Phillips lida com as constantes interrupções, lealdades divididas, exaustão e pressões de relacionamento da maternidade e tenta mostrar como elas podem coexistir com a "boa arte"; como podemos ir além da noção de Connolly de que a vida familiar e a criatividade estão travadas em uma batalha de soma zero. O desafio é que a maternidade resiste a uma narrativa coerente, existente em vislumbres, anedotas, na consciência perplexa de que o tempo está passando sem você. Phillips pretende contar a história de maneira diferente: se pudéssemos integrar os períodos de interrupção, silêncio e fracasso na narrativa da vida de uma mãe-artista, ela sugere, poderíamos ver a maternidade não como o fim da vida criativa, mas como a busca de um herói - com suas aventuras, contratempos, vitórias, autodescobertas e implacável avanço.
Nascida em janeiro de 1900 na pequena cidade da Pensilvânia, Alice Neel estava entre a primeira geração de estudantes de arte com permissão para pintar o corpo masculino nu. No entanto, ela operava, como todas as mulheres, "numa sociedade estruturada para mantê-las financeiramente dependentes", na qual seus salários eram fixados em uma fração do salário de um homem, e a entrada em profissões de colarinho branco com salários mais altos era praticamente proibida. Não era impossível fazer o próprio caminho sozinho, mas sem a riqueza da família era uma rotina ingrata e exigia poderes extraordinários de abstenção do prazer - envolver-se com um homem poderia ser um desastre para uma mulher que valorizava sua independência.

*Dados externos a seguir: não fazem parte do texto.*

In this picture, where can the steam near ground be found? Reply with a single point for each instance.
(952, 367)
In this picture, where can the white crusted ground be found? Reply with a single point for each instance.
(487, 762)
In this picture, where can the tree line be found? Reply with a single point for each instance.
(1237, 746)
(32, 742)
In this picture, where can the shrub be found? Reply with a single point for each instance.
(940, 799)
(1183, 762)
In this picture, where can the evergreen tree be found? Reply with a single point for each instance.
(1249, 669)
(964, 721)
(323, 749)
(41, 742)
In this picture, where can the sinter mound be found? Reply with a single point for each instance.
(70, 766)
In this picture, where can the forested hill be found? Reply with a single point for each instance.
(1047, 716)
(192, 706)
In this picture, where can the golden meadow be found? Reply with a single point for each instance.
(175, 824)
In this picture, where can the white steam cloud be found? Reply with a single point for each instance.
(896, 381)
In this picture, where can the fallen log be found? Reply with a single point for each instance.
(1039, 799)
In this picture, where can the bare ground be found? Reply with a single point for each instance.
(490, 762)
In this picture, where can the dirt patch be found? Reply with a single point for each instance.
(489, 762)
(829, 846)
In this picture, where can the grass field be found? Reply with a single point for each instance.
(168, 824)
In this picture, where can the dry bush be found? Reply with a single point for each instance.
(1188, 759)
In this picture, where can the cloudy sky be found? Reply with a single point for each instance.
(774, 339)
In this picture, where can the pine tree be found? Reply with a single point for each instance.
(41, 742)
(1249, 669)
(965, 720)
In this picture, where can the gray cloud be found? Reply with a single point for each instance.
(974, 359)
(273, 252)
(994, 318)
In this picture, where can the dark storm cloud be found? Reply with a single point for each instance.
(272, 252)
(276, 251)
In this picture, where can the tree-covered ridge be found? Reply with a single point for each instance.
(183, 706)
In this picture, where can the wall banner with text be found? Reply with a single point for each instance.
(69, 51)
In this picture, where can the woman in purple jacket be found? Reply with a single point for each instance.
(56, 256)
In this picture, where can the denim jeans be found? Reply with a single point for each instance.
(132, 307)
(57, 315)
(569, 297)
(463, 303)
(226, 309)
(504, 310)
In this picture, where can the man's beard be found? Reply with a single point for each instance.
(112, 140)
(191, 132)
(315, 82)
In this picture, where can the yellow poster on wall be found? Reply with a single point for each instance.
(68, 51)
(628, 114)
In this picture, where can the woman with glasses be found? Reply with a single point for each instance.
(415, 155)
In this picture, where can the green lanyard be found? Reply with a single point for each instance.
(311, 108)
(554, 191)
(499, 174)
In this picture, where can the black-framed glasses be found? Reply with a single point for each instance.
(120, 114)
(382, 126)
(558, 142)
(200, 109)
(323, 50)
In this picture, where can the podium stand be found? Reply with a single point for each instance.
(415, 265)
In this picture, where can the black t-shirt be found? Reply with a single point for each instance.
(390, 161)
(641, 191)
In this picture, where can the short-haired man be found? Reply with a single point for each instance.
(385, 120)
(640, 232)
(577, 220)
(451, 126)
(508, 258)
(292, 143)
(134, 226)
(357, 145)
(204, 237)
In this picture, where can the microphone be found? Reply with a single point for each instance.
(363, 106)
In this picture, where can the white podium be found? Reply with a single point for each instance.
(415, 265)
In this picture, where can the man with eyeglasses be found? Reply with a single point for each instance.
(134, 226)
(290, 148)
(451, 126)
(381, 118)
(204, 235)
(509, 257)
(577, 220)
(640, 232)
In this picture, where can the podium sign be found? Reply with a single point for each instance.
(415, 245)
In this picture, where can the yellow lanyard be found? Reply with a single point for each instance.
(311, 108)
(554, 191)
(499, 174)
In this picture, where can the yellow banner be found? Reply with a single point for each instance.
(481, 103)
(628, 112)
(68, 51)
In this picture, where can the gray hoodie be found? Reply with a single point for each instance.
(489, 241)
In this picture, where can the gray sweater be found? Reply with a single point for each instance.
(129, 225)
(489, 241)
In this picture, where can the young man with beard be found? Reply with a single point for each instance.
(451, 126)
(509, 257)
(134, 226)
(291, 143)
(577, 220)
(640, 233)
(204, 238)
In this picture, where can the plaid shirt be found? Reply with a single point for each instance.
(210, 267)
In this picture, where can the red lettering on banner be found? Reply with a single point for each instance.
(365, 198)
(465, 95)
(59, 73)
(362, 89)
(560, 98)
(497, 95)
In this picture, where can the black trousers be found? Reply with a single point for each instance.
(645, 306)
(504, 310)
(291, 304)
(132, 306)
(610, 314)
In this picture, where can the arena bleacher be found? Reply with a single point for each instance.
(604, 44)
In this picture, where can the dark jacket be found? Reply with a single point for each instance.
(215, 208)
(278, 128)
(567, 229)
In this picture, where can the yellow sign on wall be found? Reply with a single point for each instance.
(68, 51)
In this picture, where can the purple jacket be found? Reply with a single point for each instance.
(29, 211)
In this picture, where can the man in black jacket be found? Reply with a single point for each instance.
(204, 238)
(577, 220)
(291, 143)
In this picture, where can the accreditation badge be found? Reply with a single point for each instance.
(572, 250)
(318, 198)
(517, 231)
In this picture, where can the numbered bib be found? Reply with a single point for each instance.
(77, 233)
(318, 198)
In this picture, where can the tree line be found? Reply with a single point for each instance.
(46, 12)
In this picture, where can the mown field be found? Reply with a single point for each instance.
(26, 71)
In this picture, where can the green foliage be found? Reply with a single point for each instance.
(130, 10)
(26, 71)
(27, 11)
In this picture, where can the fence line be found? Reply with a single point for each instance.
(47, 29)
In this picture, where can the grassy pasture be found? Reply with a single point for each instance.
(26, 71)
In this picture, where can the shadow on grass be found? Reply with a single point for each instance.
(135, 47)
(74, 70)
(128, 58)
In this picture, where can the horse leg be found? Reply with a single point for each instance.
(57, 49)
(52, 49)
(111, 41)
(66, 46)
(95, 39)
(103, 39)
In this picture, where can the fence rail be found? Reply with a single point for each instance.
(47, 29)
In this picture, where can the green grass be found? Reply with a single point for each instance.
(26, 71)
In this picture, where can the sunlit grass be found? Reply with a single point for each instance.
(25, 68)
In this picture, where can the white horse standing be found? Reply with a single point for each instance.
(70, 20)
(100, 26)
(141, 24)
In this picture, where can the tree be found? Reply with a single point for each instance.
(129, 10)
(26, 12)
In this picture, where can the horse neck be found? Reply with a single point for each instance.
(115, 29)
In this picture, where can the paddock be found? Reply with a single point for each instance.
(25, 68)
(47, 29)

Sem surpresa, Neel se apaixonou de qualquer maneira: por Carlos Enríquez, um cubano rico e sexualmente sofisticado, que queria ser um artista e apoiou sua ambição, até certo ponto. A primeira filha deles nasceu em Cuba no dia seguinte ao Natal de 1926 e, depois de alguns meses na "gaiola dourada" de seus sogros, Alice e Carlos se estabeleceram em Nova York. Era, no entanto, "muito cedo na história do mundo para a igualdade doméstica", como diz Phillips, que é outra maneira de dizer que o marido de Neel, apesar de toda sua postura boêmia, era um homem de seu tempo e não faria uma trabalho doméstico da mulher. Eles se revezavam pintando, mas precisavam de dinheiro e alguém tinha que cozinhar, limpar e cuidar do bebê. Quando a filha deles adoeceu no auge do inverno de Nova York e morreu pouco antes de seu primeiro aniversário, a culpa e a dor de Neel se transformaram em um impulso irreprimível por outro filho. Onze meses depois, nasceu uma segunda filha, de uma mãe ainda perdida em depressão e desespero, ainda incapaz de conciliar o que ela chamou de "esta terrível dicotomia" entre seu bebê e sua arte.